Is your feature request related to a problem? Please describe. As a part of the segment replication design proposal, there was a concern around increased network utilisation that

This will improve indexing throughput and lower resource utilization on replicas at the expense of increased network usage. This is due to the fact that primary would generate segments on refresh/merges and would copy over generated segments to all replica copies, thereby using a significant network bandwidth.

Describe the solution you'd like To fully utilize each machine’s network bandwidth, the control flow and the data flow can be decoupled as in the segments can be pushed linearly along a chain of nodes hosting primary and replica shards first.

Primary -> Replica-1 -> Replica-2 -> Replica-N

The transfer latency can be minimized by pipelining the data transfer i.e once a copy receives some data, it starts forwarding immediately. Thus, each machine’s full outbound bandwidth can be used to transfer the data as fast as possible. Upon data transfer completion we can do the control flow(publish checkpoint metadata), which can go like primary publishing checkpoint concurrently

Primary -> Replica 1 || Replica 2 || Replica 3

This can be done without changing the replication strategy, by maintaining the chaining order on the leader along side in-sync allocation ids

There are similar strategies used at GFS to avoid network bottleneck on a single node https://static.googleusercontent.com/media/research.google.com/en//archive/gfs-sosp2003.pdf

Describe alternatives you've considered A clear and concise description of any alternative solutions or features you've considered.

Additional context Add any other context or screenshots about the feature request here.

Aug 17 '22 19:08 Bukhtawar

This is a good idea and can improve network performance depending on the cluster topology.

Think of this example: N1: P1, R2,R3 N2: P2, R1,R3 N3: P3, R1, R2

With this topology, primary to all would be same as replicas acting as repeaters. However, this approach will greatly improve network performance if the cluster topology is not optimum.

Sep 15 '22 09:09 itiyama

The only trade-off I see is that changes might take longer to be available on all replicas. We might have to implement this in a way that replica doesn't wait for the entire diff and forwards the individual chunk to next replica as soon as it receives.

Also, we might need to depend on a push based model to achieve this.

Sep 27 '22 15:09 ankitkala

The only trade-off I see is that changes might take longer to be available on all replicas.

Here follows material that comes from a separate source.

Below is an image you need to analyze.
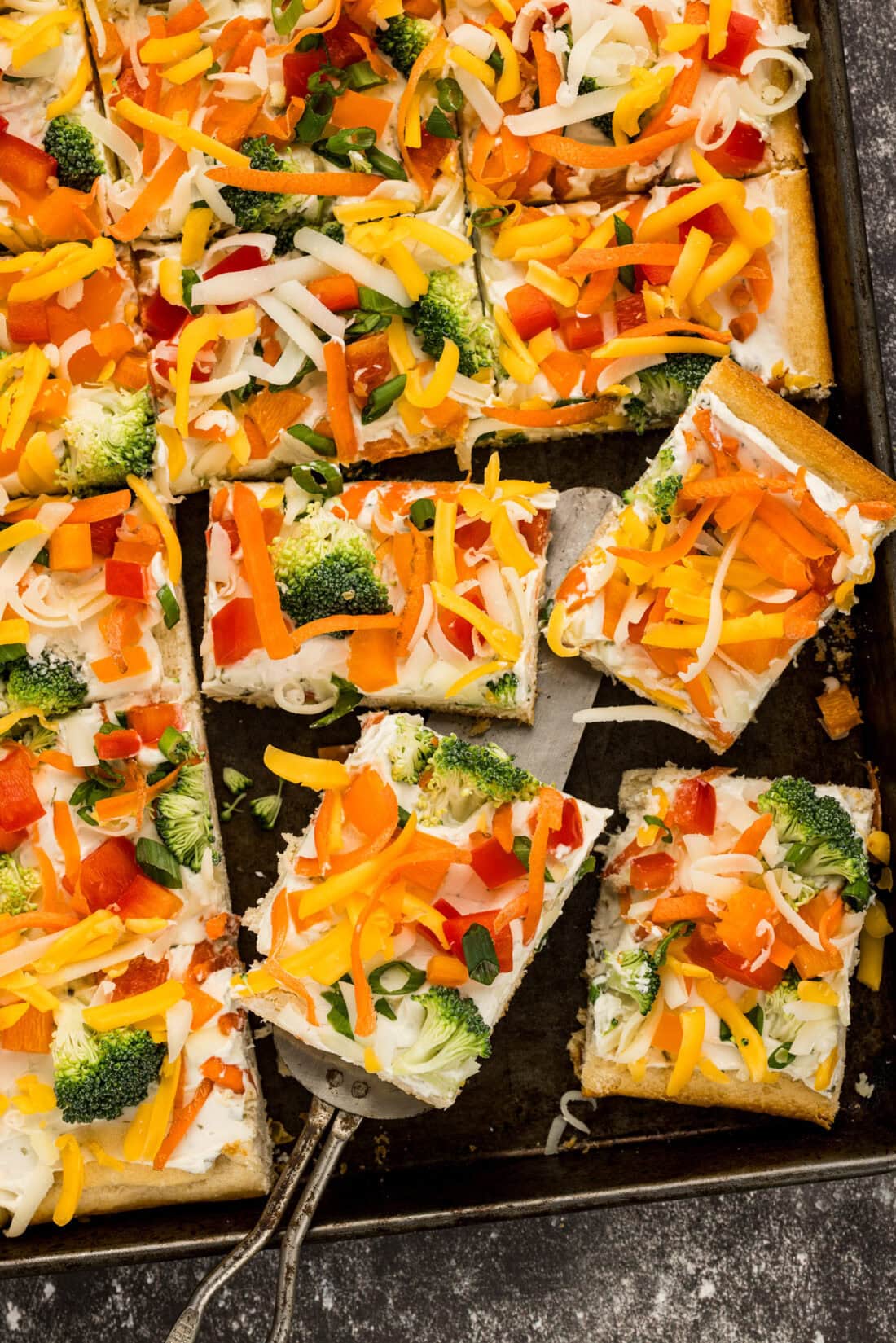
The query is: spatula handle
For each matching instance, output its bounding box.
[267,1109,362,1343]
[166,1097,334,1343]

We might have to implement this in a way that replica doesn't wait for the entire diff and forwards the individual chunk to next replica as soon as it receives.

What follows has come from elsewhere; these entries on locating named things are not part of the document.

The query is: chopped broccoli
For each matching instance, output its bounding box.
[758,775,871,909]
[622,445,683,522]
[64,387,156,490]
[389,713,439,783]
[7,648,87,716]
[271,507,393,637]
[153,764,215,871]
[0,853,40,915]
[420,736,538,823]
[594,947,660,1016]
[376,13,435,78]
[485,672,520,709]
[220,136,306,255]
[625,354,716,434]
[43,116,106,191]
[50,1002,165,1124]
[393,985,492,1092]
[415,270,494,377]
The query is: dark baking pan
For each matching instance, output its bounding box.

Thats already captured in the description above "The transfer latency can be minimized by pipelining the data transfer i.e once a copy receives some data, it starts forwarding immediately"

Also, we might need to depend on a push based model to achieve this.

The uber idea here is the transfer mechanism can be agnostic as long as we separate data and control flow. This can be achieved with a pull based transfer by simply inverting the chain which will depend largely on how quickly can one copy pull data from its peer in the chain

Primary <- Replica-1 <- Replica-2 <- Replica-N

Sep 27 '22 15:09 Bukhtawar

Brainstorming an implementation of this within our current segrep architecture. This is just high level, would need to POC this to see how we could refactor & make this fit.

The control flow could be tracked in ReplicationTracker and updated via cluster state events, then each shard in a group knows the next link in the chain and can react to node/shard drops.
Update existing checkpoint publisher from primary to only publish the update to its immediate peer. Alternatively, add a polling mechanism to fetch the latest cp from the sender and ditch the refresh listener entirely.
An update to SegmentReplicationTargetService/Target would need to be made to initiate sending the cp metadata & segments to the next shard in the chain once received. Alternatively, a polling mechanism to fetch the latest cp similar to step 2.
PrimaryShardReplicationSource can be renamed as it has no hard restriction on the source operating as the Primary.

Oct 11 '22 17:10 mch2